3. [eiser] heeft volgens de voorzieningenrechter ook moeten inzien dat een inkoop van zijn aandelen in SGI (en die van [voormalig bestuurder]) niet het belang van RENDO diende. Uit de overgelegde stukken blijkt genoegzaam dat [eiser] wist dat RENDO forse achtergestelde leningen aan SGI had verstrekt; hij heeft in 2008 en 2009 in ieder geval € 9,5 miljoen aan overboekingen ten titel van achtergestelde leningen gefiatteerd. Als financieel onderlegde directeur die - zoals hij zelf aangeeft - voor de belangen van N.V. Rendo diende te waken, had en heeft [eiser] zich af moeten vragen hoe het mogelijk was dat SGI (die nog in een aanloopfase zat) zich een inkoopbedrag van € 8,1 miljoen voor [voormalig bestuurder] en hemzelf kon veroorloven, en zich moeten realiseren dat een inkoop hoe dan ook niet in het belang van RENDO kon zijn.
Ter zitting heeft [eiser] ook erkend dat de inkoop (anders dan een verkoop van aandelen) een aanslag pleegde op de solvabiliteit en de liquiditeit van SGI, en daarmee het risico voor RENDO als verstrekker van (toen al) € 15,8 miljoen aan achtergestelde leningen vergrootte.

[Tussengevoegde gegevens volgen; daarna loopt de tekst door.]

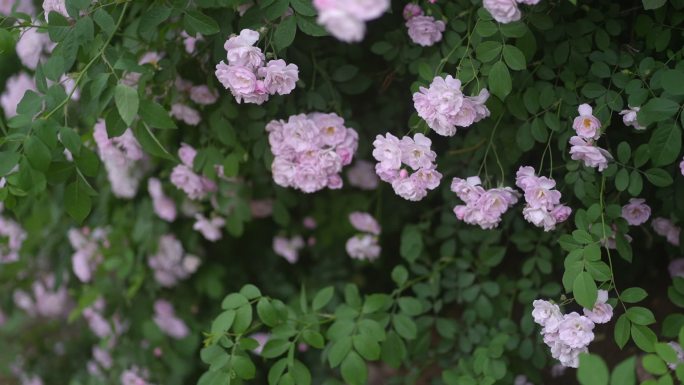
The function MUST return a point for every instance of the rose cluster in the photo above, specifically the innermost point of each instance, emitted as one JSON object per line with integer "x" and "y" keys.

De inkoopprijs zou daarom - zo gaf hij aan - ook in termijnen worden betaald. Dat duidt erop dat [eiser] het risico voor RENDO (die na de transactie nog meer achtergestelde leningen aan SGI heeft verstrekt) wel heeft onderkend maar zich daardoor niet heeft laten leiden. Dat kan hem worden aangerekend.

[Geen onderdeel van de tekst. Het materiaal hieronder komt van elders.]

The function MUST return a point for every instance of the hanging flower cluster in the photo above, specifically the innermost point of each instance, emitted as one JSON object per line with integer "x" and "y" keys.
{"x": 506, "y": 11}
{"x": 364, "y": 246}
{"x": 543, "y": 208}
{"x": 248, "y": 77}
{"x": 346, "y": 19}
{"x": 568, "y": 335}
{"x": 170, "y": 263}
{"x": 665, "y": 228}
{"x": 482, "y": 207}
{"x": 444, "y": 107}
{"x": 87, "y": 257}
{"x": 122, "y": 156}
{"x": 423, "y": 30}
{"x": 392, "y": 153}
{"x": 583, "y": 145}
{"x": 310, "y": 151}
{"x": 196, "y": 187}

De voorzieningenrechter laat in het midden of de inkoopprijs voor de aandelen al dan niet marktconform is geweest. Ook als dat volgens MBCF het geval was (omdat het rapport niet over de waarde van SGI maar over de waarde van aandelen van [X] en [Y] in EPC International B.V. gaat is dat niet geheel duidelijk), had [eiser] zich van de inkoop moeten onthouden, althans de RvC vooraf van dat plan op de hoogte moeten stellen. Als goed werknemer van RENDO met een eigen verantwoordelijkheid naar het bedrijf, mocht [eiser] in dit geval niet enkel op zijn leidinggevende [voormalig bestuurder] afgaan. Temeer niet nu deze een nog veel groter privé belang in SGI had dan [eiser] zelf.